There is cause and effect in the world. It’s undeniable. So we say things like, “It’s a numbers game.”
Let me go on record and say that it’s true — your success can be distilled down to numbers and the story those numbers tell.
But there is a paradox here.
To say it’s a numbers game rips the soul out of our art — our connection. What could have been a rich and meaningful exchange between souls instead becomes a cold and transactional obligation to the numbers game that gets doctored up to look and sound like it has personality.
Here’s an example:
“I just want you to know there’s a real person behind this website. Blah blah. Monologue. Monologue. Something about customer service. More monologue.”
That is a common autoresponder to a lead who has registered on a site. It’s cooked up to sound like we care or to attempt to add a human element.
But the consumer now sees it for what it is: a ruse written to save us time in our follow-up and communicate our commitment to this person we’ve never met, but it’s void of soul, meaning and truth.
From the context of this being a numbers game, we just need enough people to register on our site or buy enough leads so that our automated follow-up campaigns produce the number of appointments we need to sell what we need to sell to hit our goals.
Cause and effect
The challenge with this approach is that most of us desire real connection, and we do want to help people. We know the autoresponder doesn’t quite sound like us. But we don’t know what else to say. So we fall back on old advice and console ourselves with the notion that it’s just a numbers game.
Our marketing and follow-up tactics over the past decade have established a pattern of groupthink that has made the consumer skeptical and guarded to these types of contact.
But because it’s a numbers game, we follow suit until both sides — agent and consumer — are frustrated by their interactions online.
What if it wasn’t a numbers game? Or what if the numbers game we’re playing was more about meaningful connections than just registrations on our site?
A different approach
Here’s a better response for when someone registers on your site:
“Hi. I know we’ve never met. So I won’t presume I know how best to serve you yet.
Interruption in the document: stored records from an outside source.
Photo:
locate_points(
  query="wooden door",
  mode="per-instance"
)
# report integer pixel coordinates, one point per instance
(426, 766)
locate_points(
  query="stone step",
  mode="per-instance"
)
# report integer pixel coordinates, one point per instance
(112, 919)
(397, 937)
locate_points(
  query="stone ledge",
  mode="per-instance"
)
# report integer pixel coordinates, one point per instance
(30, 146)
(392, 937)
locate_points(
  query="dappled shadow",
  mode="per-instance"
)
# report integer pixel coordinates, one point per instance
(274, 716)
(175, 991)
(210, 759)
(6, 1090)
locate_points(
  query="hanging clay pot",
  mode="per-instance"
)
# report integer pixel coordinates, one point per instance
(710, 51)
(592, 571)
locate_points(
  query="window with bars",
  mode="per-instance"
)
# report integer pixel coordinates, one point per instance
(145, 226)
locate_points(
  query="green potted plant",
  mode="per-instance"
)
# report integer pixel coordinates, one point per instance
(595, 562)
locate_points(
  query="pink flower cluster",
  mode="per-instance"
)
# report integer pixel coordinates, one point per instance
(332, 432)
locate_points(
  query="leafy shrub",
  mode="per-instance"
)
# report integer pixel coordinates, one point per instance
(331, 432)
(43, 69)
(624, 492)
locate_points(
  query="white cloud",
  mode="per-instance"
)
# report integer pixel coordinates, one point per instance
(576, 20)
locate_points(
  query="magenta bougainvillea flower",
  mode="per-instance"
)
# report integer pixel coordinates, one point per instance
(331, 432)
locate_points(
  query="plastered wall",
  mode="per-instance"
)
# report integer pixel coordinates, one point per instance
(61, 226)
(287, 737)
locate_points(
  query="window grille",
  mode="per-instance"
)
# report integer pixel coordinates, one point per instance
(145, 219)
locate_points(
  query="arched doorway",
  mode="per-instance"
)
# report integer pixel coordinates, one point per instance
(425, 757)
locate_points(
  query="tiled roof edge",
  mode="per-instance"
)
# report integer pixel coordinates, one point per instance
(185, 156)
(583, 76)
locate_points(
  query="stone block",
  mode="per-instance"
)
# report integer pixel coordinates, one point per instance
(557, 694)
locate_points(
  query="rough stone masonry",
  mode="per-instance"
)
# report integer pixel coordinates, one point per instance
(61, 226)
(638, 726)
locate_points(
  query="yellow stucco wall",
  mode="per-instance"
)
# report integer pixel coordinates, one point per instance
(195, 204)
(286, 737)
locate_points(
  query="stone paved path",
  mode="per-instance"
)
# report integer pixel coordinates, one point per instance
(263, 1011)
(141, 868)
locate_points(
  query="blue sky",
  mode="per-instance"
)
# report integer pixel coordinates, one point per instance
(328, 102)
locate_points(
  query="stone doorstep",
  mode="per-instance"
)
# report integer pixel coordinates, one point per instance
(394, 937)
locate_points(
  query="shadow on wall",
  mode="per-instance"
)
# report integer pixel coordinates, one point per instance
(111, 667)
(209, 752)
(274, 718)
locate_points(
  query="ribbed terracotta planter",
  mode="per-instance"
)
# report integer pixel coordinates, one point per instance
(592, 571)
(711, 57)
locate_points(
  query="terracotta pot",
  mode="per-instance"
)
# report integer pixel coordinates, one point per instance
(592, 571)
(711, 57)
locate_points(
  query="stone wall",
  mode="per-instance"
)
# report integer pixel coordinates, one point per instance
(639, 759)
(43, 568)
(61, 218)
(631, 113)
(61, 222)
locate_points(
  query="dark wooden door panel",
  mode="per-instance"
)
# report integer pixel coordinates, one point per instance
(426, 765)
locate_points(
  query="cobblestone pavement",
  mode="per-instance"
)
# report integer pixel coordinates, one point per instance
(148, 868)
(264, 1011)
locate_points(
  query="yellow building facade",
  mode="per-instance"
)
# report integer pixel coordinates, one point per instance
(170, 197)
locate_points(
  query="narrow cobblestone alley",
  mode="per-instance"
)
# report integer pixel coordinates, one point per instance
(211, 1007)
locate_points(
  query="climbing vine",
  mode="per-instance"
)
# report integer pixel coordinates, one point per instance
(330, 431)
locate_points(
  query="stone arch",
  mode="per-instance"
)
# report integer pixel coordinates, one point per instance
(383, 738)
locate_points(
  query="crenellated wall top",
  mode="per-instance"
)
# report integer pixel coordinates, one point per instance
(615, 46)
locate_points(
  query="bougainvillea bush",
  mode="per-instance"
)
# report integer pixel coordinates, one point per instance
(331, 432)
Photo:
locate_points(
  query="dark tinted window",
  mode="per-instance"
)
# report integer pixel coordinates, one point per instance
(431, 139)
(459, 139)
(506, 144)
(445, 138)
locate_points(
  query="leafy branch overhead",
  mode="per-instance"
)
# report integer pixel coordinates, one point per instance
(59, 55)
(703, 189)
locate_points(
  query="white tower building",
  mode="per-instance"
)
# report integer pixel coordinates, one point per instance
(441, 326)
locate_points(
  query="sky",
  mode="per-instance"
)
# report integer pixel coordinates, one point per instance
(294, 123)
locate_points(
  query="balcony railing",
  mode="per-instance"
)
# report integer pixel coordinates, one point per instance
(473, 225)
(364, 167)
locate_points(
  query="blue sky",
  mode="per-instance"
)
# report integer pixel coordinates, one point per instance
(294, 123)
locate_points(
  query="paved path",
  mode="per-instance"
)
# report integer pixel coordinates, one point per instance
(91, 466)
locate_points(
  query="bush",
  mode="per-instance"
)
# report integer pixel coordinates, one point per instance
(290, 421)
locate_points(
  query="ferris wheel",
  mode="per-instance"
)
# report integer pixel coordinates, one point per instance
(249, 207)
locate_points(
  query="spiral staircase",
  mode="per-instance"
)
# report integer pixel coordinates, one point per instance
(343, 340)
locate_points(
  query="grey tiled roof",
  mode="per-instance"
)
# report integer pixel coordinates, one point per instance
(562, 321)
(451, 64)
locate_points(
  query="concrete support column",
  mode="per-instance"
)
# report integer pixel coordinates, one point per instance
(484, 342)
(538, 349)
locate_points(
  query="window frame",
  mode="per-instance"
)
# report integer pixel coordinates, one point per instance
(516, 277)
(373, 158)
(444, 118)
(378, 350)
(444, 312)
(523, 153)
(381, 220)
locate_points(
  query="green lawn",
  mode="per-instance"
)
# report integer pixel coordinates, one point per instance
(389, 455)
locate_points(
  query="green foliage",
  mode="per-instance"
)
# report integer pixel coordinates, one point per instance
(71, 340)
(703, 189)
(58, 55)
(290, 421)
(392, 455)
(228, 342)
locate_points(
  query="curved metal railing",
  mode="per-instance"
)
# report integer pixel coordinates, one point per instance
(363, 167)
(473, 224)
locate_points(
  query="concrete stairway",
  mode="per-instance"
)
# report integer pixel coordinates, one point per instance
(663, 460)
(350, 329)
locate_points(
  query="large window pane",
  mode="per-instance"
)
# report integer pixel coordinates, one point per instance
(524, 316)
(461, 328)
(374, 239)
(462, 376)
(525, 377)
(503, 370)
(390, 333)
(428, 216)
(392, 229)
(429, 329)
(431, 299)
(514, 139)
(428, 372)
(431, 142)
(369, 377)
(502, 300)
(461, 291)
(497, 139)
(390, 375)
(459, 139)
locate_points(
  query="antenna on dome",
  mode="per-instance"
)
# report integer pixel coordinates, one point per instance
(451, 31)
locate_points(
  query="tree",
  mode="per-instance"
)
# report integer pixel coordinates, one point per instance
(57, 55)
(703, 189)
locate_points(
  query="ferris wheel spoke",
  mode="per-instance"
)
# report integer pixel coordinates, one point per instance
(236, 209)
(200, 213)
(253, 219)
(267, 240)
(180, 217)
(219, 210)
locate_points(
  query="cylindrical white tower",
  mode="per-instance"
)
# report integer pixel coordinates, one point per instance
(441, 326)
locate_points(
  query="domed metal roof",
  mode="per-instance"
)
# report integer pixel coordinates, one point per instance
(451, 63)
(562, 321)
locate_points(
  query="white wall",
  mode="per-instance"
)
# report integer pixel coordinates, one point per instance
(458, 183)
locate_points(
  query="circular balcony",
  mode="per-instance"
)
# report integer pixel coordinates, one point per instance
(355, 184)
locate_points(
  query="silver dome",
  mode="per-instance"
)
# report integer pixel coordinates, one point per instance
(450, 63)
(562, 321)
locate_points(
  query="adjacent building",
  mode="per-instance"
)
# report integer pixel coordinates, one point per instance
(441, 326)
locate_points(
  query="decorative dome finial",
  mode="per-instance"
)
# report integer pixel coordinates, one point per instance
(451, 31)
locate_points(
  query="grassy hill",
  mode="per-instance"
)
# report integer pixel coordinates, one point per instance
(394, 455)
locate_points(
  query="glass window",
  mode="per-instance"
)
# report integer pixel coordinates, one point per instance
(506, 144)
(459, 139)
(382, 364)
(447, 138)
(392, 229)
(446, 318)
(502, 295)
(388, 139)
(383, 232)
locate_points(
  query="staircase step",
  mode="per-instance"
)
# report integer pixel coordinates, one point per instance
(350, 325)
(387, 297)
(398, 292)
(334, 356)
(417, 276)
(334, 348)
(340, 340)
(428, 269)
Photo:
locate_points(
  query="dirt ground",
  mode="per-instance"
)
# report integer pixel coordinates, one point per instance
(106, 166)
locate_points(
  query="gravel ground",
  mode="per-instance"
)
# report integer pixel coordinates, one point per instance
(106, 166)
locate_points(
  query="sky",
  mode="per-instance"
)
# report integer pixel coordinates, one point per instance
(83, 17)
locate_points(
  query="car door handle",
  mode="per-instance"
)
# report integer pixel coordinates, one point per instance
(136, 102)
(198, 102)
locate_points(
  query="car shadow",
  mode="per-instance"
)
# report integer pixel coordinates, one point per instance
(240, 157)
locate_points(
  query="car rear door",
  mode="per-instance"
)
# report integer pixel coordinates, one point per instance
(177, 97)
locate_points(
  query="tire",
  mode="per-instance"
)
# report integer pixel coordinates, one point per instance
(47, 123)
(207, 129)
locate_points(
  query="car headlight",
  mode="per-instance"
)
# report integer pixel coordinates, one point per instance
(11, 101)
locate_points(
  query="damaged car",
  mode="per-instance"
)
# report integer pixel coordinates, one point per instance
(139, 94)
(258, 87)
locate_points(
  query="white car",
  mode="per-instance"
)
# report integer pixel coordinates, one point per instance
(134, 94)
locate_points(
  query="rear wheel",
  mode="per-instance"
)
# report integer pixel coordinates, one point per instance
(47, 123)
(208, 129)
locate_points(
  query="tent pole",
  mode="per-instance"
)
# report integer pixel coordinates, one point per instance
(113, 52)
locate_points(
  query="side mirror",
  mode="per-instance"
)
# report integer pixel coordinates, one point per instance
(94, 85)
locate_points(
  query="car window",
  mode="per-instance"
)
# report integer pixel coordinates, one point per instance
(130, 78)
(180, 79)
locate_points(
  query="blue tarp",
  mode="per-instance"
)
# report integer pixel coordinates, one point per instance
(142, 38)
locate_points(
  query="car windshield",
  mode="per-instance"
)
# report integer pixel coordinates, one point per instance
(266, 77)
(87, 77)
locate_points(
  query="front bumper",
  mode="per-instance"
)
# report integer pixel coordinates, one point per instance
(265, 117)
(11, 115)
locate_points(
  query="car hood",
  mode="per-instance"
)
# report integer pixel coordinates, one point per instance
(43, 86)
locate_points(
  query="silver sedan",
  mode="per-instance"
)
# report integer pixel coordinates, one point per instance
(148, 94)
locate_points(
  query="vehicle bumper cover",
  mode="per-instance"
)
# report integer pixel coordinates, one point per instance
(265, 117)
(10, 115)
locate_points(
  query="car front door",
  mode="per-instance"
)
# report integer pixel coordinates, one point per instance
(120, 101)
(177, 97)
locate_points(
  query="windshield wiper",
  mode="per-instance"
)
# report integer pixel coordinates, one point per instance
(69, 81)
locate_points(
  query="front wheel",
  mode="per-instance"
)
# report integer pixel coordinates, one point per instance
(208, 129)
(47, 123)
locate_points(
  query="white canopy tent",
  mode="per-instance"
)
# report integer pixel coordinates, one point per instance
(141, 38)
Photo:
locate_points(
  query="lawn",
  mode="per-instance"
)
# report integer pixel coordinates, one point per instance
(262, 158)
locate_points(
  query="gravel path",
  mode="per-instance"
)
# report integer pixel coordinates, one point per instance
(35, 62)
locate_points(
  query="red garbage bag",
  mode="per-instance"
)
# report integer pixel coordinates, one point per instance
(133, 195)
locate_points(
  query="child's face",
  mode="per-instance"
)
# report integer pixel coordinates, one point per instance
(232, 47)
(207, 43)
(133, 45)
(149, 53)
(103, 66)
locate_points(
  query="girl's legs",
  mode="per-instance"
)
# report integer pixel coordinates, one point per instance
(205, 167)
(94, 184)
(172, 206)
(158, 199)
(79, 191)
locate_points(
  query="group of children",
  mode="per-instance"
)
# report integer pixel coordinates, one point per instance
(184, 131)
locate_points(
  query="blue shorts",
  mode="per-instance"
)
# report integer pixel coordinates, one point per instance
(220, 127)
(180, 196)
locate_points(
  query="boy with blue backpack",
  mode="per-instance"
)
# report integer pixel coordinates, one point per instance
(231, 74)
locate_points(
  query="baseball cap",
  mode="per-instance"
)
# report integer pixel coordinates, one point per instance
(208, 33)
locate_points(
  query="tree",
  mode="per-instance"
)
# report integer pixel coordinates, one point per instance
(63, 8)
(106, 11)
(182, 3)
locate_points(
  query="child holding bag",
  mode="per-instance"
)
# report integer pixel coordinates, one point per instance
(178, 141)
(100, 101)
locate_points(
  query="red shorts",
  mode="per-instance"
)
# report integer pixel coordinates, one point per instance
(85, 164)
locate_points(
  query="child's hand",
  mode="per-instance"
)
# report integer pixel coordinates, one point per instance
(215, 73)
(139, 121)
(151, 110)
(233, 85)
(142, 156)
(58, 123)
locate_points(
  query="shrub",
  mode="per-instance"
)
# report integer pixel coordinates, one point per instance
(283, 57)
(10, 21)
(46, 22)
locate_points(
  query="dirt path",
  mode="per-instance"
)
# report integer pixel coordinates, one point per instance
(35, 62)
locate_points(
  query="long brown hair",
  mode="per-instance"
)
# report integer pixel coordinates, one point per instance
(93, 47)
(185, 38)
Would you tell me what some of your biggest questions are as you prepare to buy your next home?”
Signed (your name here)
P.S. Here are some common questions others have had as they take on buying their next home. (Link to site with questions.)
This message has all the efficiency of an autoresponder, but it invites dialogue. The potential clients might not respond, as is their right. But the ones that do will have accepted your invitation for a real connection.
In responding to your questions, these souls have transcended the status of “lead,” and they are now someone who is opening up to you.
The lament of “Internet leads are bad leads” will start to fade away because we will have found an authentic way to connect digitally. We will have figured out a way to engage the consumer in such a way that we feel helpful, and they feel helped.
And while numbers can be extracted from the background of these exchanges, what will make the difference — in the relationship and the experience — is the humanity brought to the exchange rather than the numbers that pass through our circuitry.